Enquanto Horkheimer identificava a tecnologia como fruto de uma razão burguesa e instrumental e uma ameaça à autenticidade humana, nossa visão ontológica sugere que, tal razão que visa promover conhecimentos científicos em prol da elaboração de técnicas de controle da vida e da natureza em busca de maior produtividade e prosperidade corresponde natural e espontaneamente à verdadeira essência da humanidade.

De fato, a depender de seu uso e propósito, é possível que a tecnologia nos aliene em vários sentidos; mas que também é ela mesma um fruto dos avanços científicos aplicados, que não só nos liberta de diversas limitações humanas como nos permite alcançar um domínio sobre o mundo e sobre nós mesmos.

Evidentemente que, uma capacidade tecnológica sem uma relação de dependência com imperativos morais absolutos poderá gerar inúmeros prejuízos, como bem demonstrado por David Buller, diretor de programa da BioLogos, em seu artigo Oppenheimer: The Dilemma of Scientific Power publicado em agosto.

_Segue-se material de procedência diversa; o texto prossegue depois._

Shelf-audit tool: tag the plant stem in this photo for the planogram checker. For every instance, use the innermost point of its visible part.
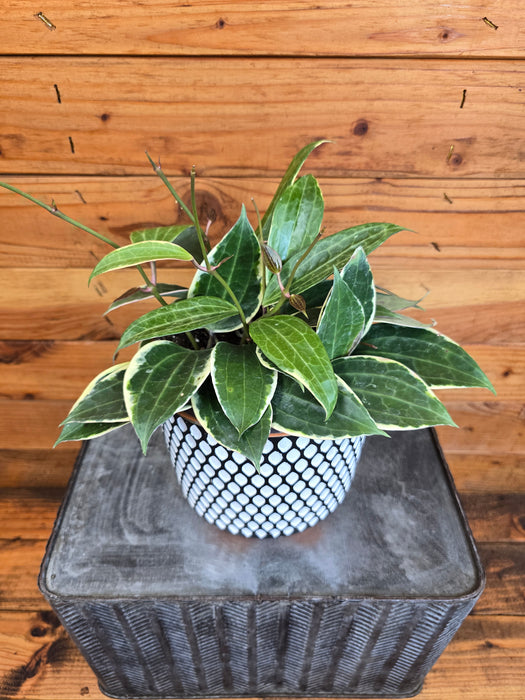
(56, 212)
(234, 299)
(160, 173)
(261, 243)
(286, 291)
(53, 210)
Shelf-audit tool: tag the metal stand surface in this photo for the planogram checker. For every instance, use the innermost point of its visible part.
(162, 604)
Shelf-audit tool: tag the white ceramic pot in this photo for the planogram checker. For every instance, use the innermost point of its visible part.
(301, 479)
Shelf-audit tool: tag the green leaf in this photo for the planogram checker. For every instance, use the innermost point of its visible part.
(384, 315)
(342, 321)
(297, 218)
(208, 412)
(142, 293)
(295, 412)
(287, 180)
(241, 270)
(160, 379)
(296, 350)
(394, 395)
(332, 251)
(159, 233)
(102, 401)
(185, 315)
(393, 302)
(243, 386)
(138, 253)
(439, 361)
(86, 431)
(358, 276)
(186, 236)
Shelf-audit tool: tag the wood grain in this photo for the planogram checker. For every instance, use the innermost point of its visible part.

Além de descrever os dilemas morais da tecnologia da bomba atômica na Segunda Guerra Mundial, uma das questões levantadas por Buller é: “A ciência e a tecnologia modernas avançam a um ritmo tremendo. Nossa força moral se manterá?”[12] Em outras palavras, estamos dando a devida importância para o que a dimensão moral de nossa razão diz sobre a natureza da tecnologia e qual o propósito dela em nossa existência? O conhecimento científico por si só não nos proporcionará o conhecimento do sentido das criações tecnológicas.

Por isso, não é suficiente reconhecer que a tecnologia é a expressão da essência criativa e positivamente dominadora da humanidade, mas também lembrar da necessária relação da ciência com a ética, da tecnologia com a fé, para que não haja instrumentalizações, alienações ou explorações desumanizadoras, como bem denunciadas por Horkheimer (embora não da maneira mais certeira).

Que este olhar nos inspire a explorar as profundezas da inovação tecnológica, reconhecendo-a como a expressão da potencialidade humana; mas que nos alerte também para sua necessária dependência e correlação com os imperativos do conhecimento teológico para um encaminhamento positivo das novas invenções.



[1] Aluno da 3ª série do Ensino Médio do Colégio Vila Militar - Feitep.

[2] Professor de Filosofia do Colégio Vila Militar - Feitep.

[3] MERQUIOR, José Guilherme. Arte e Sociedade em Marcuse, Adorno e Benjamin: ensaio crítico sobre a escola neo-hegeliana de Frankfurt. São Paulo: Realizações, 2017. p. 28.

[4] STÖRIG, Hans Joachim. História Geral da Filosofia. Petrópolis, RJ: Vozes, 2009. p. 546.

[5] ABRÃO, Bernadette Siqueira. História da Filosofia. São Paulo, SP: Nova Cultural, 1999. p. 460.

[6] No Brasil, a obra é mais conhecida como “Dialética do Esclarecimento” (Cf. a edição de 1985 pela Ed. Zahar)

[7] O intelectual brasileiro Merquior escreve que a “(...) Filosofia e Teoria crítica vincula o interesse pelo passado utopístico da filosofia à necessidade de lutar contra o totalitarismo fascista.” (MERQUIOR, José Guilherme. Arte e Sociedade em Marcuse, Adorno e Benjamin: ensaio crítico sobre a escola neo-hegeliana de Frankfurt. São Paulo: Realizações, 2017. p. 36.)

[8] ARENDT, Hannah. Origens do totalitarismo. São Paulo: Companhia das Letras, 2012, p. 436.

[9] SCRUTON, Roger. Tolos, fraudes e militantes: pensadores da Nova Esquerda. Rio de Janeiro: Record, 2020. p. 192.

[10] Ibidem, p. 192.

[11] MERQUIOR, José Guilherme. Arte e Sociedade em Marcuse, Adorno e Benjamin: ensaio crítico sobre a escola neo-hegeliana de Frankfurt. São Paulo: Realizações, 2017. p. 60.